|
Texto Anterior | Próximo Texto | Índice
FERNANDO CANZIAN
Herança maldita
FEZ BEM o presidente Lula em
ficar "puto" com a "porretada"
que o emprego levou em dezembro, segundo relatou o amigo
Kennedy Alencar nesta Folha.
Pois, para o Brasil, a crise mal começou.
No conjunto, EUA, zona do euro
e Japão já apontam para uma retração de 2% em 2009. As más notícias são tantas que demissões de
5.000 ou mais ocupam cada vez
menos espaço nos jornais.
Os países avançados já dispararam quase todo o arsenal disponível. Os juros estão no chão, trilhões
foram injetados nos bancos e mais
trilhões são prometidos. Instala-se
agora o temor não só de uma depressão mas de uma limitação na
capacidade dos governos de se endividarem indefinidamente para
salvar os bancos.
A crise não dá trégua porque ela
é uma crise de falta de crédito. Crédito que alimenta consumo, investimentos e que rola dívidas. Grandes bancos nos EUA (e no Reino
Unido) só não quebraram ainda
por uma razão: contam com mais e
mais dinheiro público.
A crise é de tal ordem que a discussão é se a provável nacionalização de ícones norte-americanos
como Citigroup e Bank of America
e do britânico Barclays será explícita ou velada. São tempos extremos, que requerem medidas igualmente extraordinárias.
Por isso, e antes que ela passe,
essa é a melhor oportunidade de o
Brasil enfrentar com transparência a pior e mais arraigada herança
dos velhos tempos de caos econômico: o "spread" bancário e os mitos que o protegem.
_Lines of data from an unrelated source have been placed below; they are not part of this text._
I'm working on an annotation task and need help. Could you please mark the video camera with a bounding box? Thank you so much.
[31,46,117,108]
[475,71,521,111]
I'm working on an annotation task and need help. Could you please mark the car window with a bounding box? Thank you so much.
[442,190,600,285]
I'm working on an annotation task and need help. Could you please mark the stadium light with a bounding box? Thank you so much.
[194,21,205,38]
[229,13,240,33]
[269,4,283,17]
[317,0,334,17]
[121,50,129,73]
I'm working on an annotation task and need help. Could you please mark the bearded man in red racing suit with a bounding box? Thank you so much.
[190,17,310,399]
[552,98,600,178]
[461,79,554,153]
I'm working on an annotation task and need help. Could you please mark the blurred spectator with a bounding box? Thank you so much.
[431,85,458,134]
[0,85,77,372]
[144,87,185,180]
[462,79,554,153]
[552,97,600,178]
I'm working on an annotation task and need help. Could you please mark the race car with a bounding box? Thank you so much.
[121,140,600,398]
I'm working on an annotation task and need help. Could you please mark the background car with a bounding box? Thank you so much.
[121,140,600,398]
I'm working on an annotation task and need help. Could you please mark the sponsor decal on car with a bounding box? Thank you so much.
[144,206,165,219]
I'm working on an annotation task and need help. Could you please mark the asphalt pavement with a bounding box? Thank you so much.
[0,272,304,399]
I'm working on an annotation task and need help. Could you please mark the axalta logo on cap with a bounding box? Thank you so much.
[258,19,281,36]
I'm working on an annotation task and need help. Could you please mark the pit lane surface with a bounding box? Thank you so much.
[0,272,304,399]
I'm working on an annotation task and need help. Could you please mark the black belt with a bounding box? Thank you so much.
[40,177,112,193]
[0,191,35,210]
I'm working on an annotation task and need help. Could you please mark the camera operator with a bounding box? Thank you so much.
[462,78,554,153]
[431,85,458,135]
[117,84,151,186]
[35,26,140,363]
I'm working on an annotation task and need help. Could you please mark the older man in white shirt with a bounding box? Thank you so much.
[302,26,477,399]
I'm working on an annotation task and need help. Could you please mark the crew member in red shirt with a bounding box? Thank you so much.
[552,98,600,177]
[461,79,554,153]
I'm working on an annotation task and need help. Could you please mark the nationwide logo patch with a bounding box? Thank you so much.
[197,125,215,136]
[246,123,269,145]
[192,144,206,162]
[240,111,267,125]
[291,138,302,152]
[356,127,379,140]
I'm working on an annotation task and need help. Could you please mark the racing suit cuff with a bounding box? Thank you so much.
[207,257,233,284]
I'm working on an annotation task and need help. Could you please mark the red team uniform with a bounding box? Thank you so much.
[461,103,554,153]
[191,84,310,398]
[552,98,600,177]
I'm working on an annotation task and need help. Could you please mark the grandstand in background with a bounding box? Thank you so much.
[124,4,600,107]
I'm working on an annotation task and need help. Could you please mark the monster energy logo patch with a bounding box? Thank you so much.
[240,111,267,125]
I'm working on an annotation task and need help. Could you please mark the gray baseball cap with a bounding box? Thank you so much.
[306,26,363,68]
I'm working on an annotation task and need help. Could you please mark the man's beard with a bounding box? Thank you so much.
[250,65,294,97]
Não existe homem de finanças
no Brasil que não reconheça as
melhoras estruturais a partir de
2003. Dos 1.270 pontos há seis
anos, o risco-país caiu a 420. As reservas internacionais foram de
US$ 55 bilhões a US$ 206 bilhões.
De devedor ao FMI, o país virou
credor externo. A classe C engordou em 41 milhões de pessoas e já é
maioria.
Mas, no crediário brasileiro,
uma geladeira ainda pode custar
duas. Mesmo assim, o volume de
crédito quase dobrou em seis anos,
e foi esse crédito que alimentou o
crescimento que agora murcha.
Os bancos e financeiras dizem
que o "spread" vem caindo. É verdade, mas ainda é absurdo. Dados
do Banco Central mostram o
"spread" para pessoas físicas no final de 2008 em 40 pontos percentuais. Ou seja: o banco paga 15% ao
ano por real captado e cobra 55%
ao emprestá-lo.
O BC conta só parte da história,
pois não inclui no cálculo modalidades como cartões de crédito e
leasing. No conjunto do mercado,
o juro em dezembro era de 138%, e
o "spread", muito maior do que o
apurado pelo BC.
Em alguns dias os bancos farão
conhecer seus balanços de 2008.
Os resultados podem ajudar a jogar mais luz nessa discussão.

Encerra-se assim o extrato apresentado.